The tractor is a long drive from my house, and I don't have internet access or electricity where it is kept, so I'd like to have a clear cut idea of what I am going to check next or replace next to figure this thing out.

Any suggestions? Thanks a lot!

Jeff
 

First thought, it the little key installed between the rotor and the dist shaft to keep the rotor in time?

Is the cap dry and have no carbon trails, and the rotor contacts clean and able to make contact with the cap? Are your spark wires breaking down and going bad?

You seem to have a blue spark going into the distrib from the coil and not coming out???

OR... is the resistor breaking down or the key switch going high causing the 12 volts to drop going to the coil?
 
Check the rotor shaft for side play. If it is excessive, you will get a intermittent spark to the plugs. If so, you will need to replace bushings in distributor or replace it.
 
Thank you for taking the time to help!

The little clip that holds the rotor in place is there, and everything is new/clean. The plug wires themselves are good quality and new, and worked fine last fall before I started down the rabbit hole of replacing the harness and other parts.

There seems to be good spark going IN to the distributor, but not coming out.....

Jeff
 
I took the distributor off and cleaned it and checked for play in the shaft, and it seems good....

Thanks again,
Jeff
 
"I took the distributor off" Is the cap in the proper position. This day and age, caps and distributors don't always fit real good!
 
I am pretty everything is good with the cap position.

Also, I have the rotor hitting the #1 post at 5 degrees on the flywheel, and the points are just starting to open, so I think timing is good. But unfortunately, I'm at a point where timing doesn't really even matter, because the spark plugs aren't firing regularly.

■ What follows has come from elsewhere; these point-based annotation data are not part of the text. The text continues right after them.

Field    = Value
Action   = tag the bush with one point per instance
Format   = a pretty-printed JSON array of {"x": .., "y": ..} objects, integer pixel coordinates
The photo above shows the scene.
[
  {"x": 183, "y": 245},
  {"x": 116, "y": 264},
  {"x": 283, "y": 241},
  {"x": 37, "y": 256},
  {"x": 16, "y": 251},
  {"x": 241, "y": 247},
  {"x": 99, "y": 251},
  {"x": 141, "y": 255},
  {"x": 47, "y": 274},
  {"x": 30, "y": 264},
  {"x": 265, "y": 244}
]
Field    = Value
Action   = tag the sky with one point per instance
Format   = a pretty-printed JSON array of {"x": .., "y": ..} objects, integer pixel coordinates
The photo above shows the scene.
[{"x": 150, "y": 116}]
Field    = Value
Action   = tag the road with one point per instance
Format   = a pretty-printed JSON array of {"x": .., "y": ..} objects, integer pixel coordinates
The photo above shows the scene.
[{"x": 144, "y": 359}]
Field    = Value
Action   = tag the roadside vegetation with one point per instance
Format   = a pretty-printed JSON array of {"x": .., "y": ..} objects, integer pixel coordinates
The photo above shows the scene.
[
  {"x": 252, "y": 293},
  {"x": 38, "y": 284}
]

Could bad points or a bad condenser cause this?

Thanks!
JEff
 
I would try a new set of points, (good quality) and a condenser. You have just about exhausted everything else.
 
Borrow a coil from someone. They can be intermittent if going bad. It can drive you batty trying to find the problem.

I have also said this many times when all else fails. Wait until it is good and dark, crank the tractor and look for stray high voltage leaks.
 
I missed part you your ip. Put your old coil back on. Also drain your carburetor bowl and make sure the flow to the bowl is adequate.
 
I guess I kind of jumped around. You said it will at least fire with the choke pulled out. You might not have an electrical problem.

Do check the point gap and run an ignition file over them if they are old points. Be sure to take a piece of paper towel/clean cloth to wipe the points. If there is no improvement then do the following:

Turn off the fuel valve and measure how much gas is in the bowl when you drain it. Then turn the valve open and see if there is enough flow to fill about a cup in about 2-3 minutes.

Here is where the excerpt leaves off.